From Plastic Waste to Sustainable Textiles: Innovative Development of Hybrid Woven Structures Using Recycled Bottles and Kenaf Yarns

Plastic pollution is a critical environment issue, with significant plastic waste contaminating soil, oceans, and the atmosphere, posing serious health risks. Kibria et al., (2023) emphasize the need for innovative solutions to manage plastic waste. This research analyzes the relationship between textile structure and the physical and mechanical characteristics of plastic bottle yarn and kenaf yarn textiles. Three weave structures—plain weave, twill 2/2, and twill 3/1—were tested by their tensile strength, percentage crimp, weight, and thickness. A control sample made entirely of kenaf yarn was also subjected to analysis for comparison. The statistics were used to analyze the data in order to determine the correlations among these variables. The findings indicate that fabric structure significantly influences mechanical performance. The twill 3/1 weave had the highest thickness (3.84 mm) and weight (8.021 g/cm²) and is therefore the strongest, while the plain weave had the lowest thickness (2.85 mm) and weight (6.544 g/cm²) and is therefore most appropriate for lightweight applications.
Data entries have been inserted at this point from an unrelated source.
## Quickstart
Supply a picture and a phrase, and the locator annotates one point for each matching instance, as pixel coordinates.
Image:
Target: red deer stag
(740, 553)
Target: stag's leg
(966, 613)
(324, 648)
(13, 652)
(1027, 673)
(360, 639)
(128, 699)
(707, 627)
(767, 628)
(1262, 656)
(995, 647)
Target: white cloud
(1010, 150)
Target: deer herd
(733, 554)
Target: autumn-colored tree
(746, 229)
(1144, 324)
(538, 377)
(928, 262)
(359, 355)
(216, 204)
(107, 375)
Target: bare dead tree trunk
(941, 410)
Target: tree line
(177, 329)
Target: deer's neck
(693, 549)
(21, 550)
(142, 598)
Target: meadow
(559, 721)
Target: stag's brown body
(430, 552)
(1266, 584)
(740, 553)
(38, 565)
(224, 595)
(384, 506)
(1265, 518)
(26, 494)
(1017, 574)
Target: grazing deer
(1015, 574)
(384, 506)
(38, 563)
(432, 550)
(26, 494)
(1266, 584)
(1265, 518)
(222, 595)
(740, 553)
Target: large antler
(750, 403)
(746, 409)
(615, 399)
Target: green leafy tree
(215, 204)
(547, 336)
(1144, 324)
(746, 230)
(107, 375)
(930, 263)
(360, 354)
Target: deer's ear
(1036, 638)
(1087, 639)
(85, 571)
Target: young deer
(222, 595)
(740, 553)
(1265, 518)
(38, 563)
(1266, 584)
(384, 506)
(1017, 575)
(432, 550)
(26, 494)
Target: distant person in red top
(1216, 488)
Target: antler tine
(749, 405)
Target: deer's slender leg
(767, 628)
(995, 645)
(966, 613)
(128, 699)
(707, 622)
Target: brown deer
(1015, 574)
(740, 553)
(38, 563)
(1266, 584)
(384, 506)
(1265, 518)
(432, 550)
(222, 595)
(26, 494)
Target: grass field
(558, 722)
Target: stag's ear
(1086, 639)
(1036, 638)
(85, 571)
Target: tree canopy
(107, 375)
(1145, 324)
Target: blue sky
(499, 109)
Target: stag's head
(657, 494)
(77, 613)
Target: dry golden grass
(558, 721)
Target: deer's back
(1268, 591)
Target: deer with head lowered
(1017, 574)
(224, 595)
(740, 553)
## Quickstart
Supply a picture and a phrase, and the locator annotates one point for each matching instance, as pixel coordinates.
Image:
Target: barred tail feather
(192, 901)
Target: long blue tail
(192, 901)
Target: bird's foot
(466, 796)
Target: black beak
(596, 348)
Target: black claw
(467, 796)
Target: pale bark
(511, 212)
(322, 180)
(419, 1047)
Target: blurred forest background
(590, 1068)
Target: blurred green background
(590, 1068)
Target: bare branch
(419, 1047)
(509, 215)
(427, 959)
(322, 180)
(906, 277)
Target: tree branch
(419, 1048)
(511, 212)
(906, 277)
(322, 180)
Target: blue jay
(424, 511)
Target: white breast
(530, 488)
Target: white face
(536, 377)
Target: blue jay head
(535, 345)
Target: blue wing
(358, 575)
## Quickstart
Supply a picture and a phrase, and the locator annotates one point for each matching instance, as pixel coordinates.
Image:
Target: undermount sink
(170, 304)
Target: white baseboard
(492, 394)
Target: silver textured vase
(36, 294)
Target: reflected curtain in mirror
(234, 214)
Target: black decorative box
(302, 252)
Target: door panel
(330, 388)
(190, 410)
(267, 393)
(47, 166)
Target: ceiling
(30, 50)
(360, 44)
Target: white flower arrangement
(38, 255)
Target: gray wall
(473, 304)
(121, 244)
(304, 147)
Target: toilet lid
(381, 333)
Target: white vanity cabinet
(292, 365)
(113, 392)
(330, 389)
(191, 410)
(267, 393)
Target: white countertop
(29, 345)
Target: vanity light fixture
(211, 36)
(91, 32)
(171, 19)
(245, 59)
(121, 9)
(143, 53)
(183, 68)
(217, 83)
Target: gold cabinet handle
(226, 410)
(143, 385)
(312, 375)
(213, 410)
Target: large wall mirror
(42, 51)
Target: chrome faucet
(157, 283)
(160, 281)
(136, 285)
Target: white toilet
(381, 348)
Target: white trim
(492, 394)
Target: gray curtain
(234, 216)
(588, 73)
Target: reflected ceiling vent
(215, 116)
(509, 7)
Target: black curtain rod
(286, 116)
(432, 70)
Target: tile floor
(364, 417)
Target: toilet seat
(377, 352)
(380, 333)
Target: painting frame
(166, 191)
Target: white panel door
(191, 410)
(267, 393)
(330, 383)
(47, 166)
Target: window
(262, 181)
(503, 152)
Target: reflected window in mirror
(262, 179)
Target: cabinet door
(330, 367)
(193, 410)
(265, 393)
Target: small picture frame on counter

Tensile strength tests confirmed that twill 3/1 weaving structure was more effective than the other structures. Additionally, percentage crimp differed, with higher percentage crimp in the control sample (100% kenaf) and better dimension stability for fabrics with plastic bottle yarn. These results affirm the influence of fabric construction to determine performance as well as durability. The study also establishes the economic and environmental worth of plastic bottle yarn in sustainable textile production. For example, in Bangladesh, which is becoming a top manufacturer of recycled yarn and fabrics. Future research should examine larger populations and advanced testing methods to further optimize recycled textile applications.